Au XVIIème siècle, il n’y a plus de spécialiste du Coran en occident. Presque personne ne parle arabe. Il y a en revanche des historiens des religions. C’est le cas de John Toland, protestant qui va aborder le Coran dans le cadre plus large de la religion comparée. C’est l’époque des déchirements entre les catholiques et les protestants, et l’Islam est alors perçu par chacun des deux camps comme moins pire que l’ennemi protestant ou catholique suivant le point de vue religieux qu’on adopte alors. Notamment la grande innovation qu’introduit Toland consiste à replacer le Coran dans une culture judéo-chrétienne. Cependant, il convient ici de préciser que « judéo-chrétien » ne s’entend pas comme nous le comprenons aujourd’hui. Comme l’entend Toland, « judéo-chrétien » rassemblent tous les mouvements qui d’une façon ou d’une autre se rattachent aux textes qui constituent la révélation de la Bible et aux textes apocryphes (ou cachés) qui n’ont pas été retenus lors des différents conciles. Il s’agit donc d’une acception beaucoup plus large du corpus biblique. Comme je vous l’ai dit précédemment, le travail de Geneviève est novateur parce qu’il contribue à dévoiler tout un pan de la culture du Moyen-Orient qui avait été oublié, et parfois aussi volontairement occulté par des préoccupations tendancieuses, des préoccupations davantage tournées vers le temporel que vers le spirituel. Toland est en ce sens un lointain précurseur de  son travail.

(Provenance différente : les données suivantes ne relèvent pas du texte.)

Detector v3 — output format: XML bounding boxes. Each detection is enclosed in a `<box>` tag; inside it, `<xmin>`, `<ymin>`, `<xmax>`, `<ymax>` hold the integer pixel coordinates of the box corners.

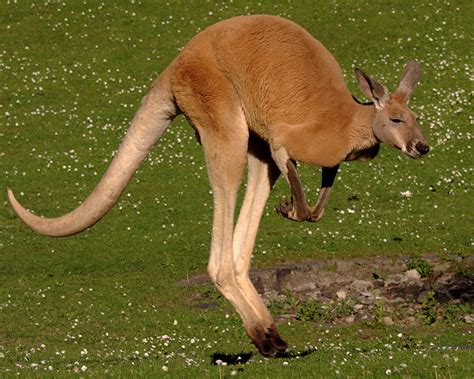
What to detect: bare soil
<box><xmin>179</xmin><ymin>254</ymin><xmax>474</xmax><ymax>324</ymax></box>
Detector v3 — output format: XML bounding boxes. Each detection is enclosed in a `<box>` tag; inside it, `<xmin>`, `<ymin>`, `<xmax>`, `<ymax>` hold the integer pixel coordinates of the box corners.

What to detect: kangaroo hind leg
<box><xmin>233</xmin><ymin>136</ymin><xmax>288</xmax><ymax>355</ymax></box>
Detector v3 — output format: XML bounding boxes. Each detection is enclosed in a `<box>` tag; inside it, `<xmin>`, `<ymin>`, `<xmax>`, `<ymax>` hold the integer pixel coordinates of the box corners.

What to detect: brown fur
<box><xmin>8</xmin><ymin>16</ymin><xmax>428</xmax><ymax>356</ymax></box>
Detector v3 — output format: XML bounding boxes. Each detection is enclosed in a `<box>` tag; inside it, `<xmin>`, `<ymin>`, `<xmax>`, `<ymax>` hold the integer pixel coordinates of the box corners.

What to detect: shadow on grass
<box><xmin>211</xmin><ymin>349</ymin><xmax>316</xmax><ymax>366</ymax></box>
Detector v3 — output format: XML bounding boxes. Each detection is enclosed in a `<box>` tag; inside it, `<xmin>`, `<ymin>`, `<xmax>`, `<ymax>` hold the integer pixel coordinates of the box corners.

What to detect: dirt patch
<box><xmin>179</xmin><ymin>254</ymin><xmax>474</xmax><ymax>324</ymax></box>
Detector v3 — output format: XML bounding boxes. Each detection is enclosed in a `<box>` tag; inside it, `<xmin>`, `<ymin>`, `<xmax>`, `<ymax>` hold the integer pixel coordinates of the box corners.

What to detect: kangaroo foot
<box><xmin>276</xmin><ymin>197</ymin><xmax>312</xmax><ymax>222</ymax></box>
<box><xmin>249</xmin><ymin>325</ymin><xmax>288</xmax><ymax>357</ymax></box>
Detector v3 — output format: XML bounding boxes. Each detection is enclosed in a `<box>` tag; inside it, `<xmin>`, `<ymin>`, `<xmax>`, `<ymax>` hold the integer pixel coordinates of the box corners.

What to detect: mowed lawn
<box><xmin>0</xmin><ymin>0</ymin><xmax>474</xmax><ymax>378</ymax></box>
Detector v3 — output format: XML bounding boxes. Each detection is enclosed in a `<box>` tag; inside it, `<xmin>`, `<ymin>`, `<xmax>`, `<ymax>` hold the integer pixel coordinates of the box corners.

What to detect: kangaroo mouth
<box><xmin>402</xmin><ymin>141</ymin><xmax>430</xmax><ymax>159</ymax></box>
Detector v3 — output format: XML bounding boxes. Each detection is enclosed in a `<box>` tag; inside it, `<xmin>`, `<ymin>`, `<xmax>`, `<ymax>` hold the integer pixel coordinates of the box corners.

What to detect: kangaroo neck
<box><xmin>345</xmin><ymin>98</ymin><xmax>380</xmax><ymax>160</ymax></box>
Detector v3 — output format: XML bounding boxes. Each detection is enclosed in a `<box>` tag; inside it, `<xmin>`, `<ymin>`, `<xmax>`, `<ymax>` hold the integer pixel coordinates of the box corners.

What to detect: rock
<box><xmin>354</xmin><ymin>304</ymin><xmax>364</xmax><ymax>312</ymax></box>
<box><xmin>372</xmin><ymin>279</ymin><xmax>385</xmax><ymax>288</ymax></box>
<box><xmin>359</xmin><ymin>292</ymin><xmax>375</xmax><ymax>305</ymax></box>
<box><xmin>344</xmin><ymin>315</ymin><xmax>355</xmax><ymax>324</ymax></box>
<box><xmin>336</xmin><ymin>290</ymin><xmax>347</xmax><ymax>300</ymax></box>
<box><xmin>405</xmin><ymin>269</ymin><xmax>421</xmax><ymax>280</ymax></box>
<box><xmin>416</xmin><ymin>290</ymin><xmax>430</xmax><ymax>303</ymax></box>
<box><xmin>462</xmin><ymin>314</ymin><xmax>474</xmax><ymax>324</ymax></box>
<box><xmin>350</xmin><ymin>279</ymin><xmax>374</xmax><ymax>292</ymax></box>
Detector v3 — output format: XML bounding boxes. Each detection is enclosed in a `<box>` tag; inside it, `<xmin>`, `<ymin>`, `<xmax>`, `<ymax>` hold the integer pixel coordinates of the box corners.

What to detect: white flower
<box><xmin>400</xmin><ymin>190</ymin><xmax>413</xmax><ymax>199</ymax></box>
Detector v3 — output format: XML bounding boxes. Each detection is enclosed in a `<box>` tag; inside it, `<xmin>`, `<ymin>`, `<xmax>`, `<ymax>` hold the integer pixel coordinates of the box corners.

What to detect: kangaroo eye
<box><xmin>390</xmin><ymin>118</ymin><xmax>403</xmax><ymax>124</ymax></box>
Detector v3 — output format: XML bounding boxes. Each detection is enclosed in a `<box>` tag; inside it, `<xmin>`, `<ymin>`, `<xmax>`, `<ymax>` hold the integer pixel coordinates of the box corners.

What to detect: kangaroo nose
<box><xmin>415</xmin><ymin>141</ymin><xmax>430</xmax><ymax>155</ymax></box>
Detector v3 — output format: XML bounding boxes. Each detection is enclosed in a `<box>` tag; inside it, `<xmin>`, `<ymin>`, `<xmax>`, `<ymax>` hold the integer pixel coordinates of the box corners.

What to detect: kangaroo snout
<box><xmin>405</xmin><ymin>141</ymin><xmax>430</xmax><ymax>159</ymax></box>
<box><xmin>415</xmin><ymin>141</ymin><xmax>430</xmax><ymax>157</ymax></box>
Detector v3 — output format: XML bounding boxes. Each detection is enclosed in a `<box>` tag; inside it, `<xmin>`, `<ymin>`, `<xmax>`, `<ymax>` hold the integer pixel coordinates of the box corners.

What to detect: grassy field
<box><xmin>0</xmin><ymin>0</ymin><xmax>474</xmax><ymax>378</ymax></box>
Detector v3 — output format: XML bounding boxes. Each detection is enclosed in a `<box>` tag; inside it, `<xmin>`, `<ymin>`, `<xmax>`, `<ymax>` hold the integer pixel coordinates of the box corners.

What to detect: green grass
<box><xmin>0</xmin><ymin>0</ymin><xmax>474</xmax><ymax>378</ymax></box>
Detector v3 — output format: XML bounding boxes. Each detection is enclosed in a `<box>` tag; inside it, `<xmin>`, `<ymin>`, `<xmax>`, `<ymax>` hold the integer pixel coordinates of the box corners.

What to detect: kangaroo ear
<box><xmin>355</xmin><ymin>68</ymin><xmax>390</xmax><ymax>110</ymax></box>
<box><xmin>395</xmin><ymin>60</ymin><xmax>420</xmax><ymax>102</ymax></box>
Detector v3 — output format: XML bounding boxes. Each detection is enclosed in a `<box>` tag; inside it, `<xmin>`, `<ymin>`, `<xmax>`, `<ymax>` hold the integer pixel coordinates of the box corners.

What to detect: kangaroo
<box><xmin>8</xmin><ymin>16</ymin><xmax>429</xmax><ymax>356</ymax></box>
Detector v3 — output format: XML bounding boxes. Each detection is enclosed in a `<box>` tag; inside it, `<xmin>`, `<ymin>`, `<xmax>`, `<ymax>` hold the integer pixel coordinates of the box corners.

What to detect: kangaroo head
<box><xmin>355</xmin><ymin>60</ymin><xmax>430</xmax><ymax>158</ymax></box>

Quelques décennies plus tard, l’ouverture vers la Turquie donne naissance à ce qu’on appelle communément l’orientalisme vers la fin du XVIIème siècle.  C’est avec les travaux polémiques de Marracci que l’on étudie le Coran, mais cette fois à partir du regard qu’ont les musulmans de leur propre tradition. On se met alors à beaucoup mieux connaître l’Islam. Cette connaissance devient si vaste qu’au XXème il devient impossible à un seul homme d’embrasser toute la connaissance des différentes traditions de l’Islam. Si nous devions ne retenir que deux noms, il faudrait se tourner vers Louis Massignon (1883-1962), spécialiste du sunnisme, et Henri Corbin (1903-1978), spécialiste du chiisme. Pour les chiites, seuls les imams ont la connaissance et l’interprétation juste du Coran. Pour les sunnites, ce sont les premiers califes et les premiers compagnons du Prophète qui ont une interprétation juste.

Une meilleure compréhension de l’Islam, mais une compréhension du Coran encore parcellaire

Après ce rapide tour d’horizon de la réception de l’Islam en occident et de la progression spectaculaire de notre connaissance de cette tradition, Geneviève Gobillot s’interroge: « A-t-on acquis une bonne connaissance du Coran ? » Ce n’est pas sûr, parce qu’on a complètement laissé tomber les rapports existants entre la Bible et le Coran.
Geneviève préconise donc une lecture assidue, intensive, exigeante, de confrontation des textes de la révélation divine entre eux. Ici une bonne connaissance de l’hébreu, du syriaque et de l’arabe coranique est donc nécessaire. Pour Geneviève, il faut d’abord faire confiance au texte du Coran lui-même. Pourquoi? Parce que le Coran dit qu’il est lui-même l’interprétation du livre. Il est le texte qui distingue entre le vrai et le faux dans le livre de Dieu, c’est-à-dire la Bible et d’autres livres de Dieu parfois cachés, les fameux apocryphes qui constituent l’une des découvertes majeures de l’archéologie au XXème siècle.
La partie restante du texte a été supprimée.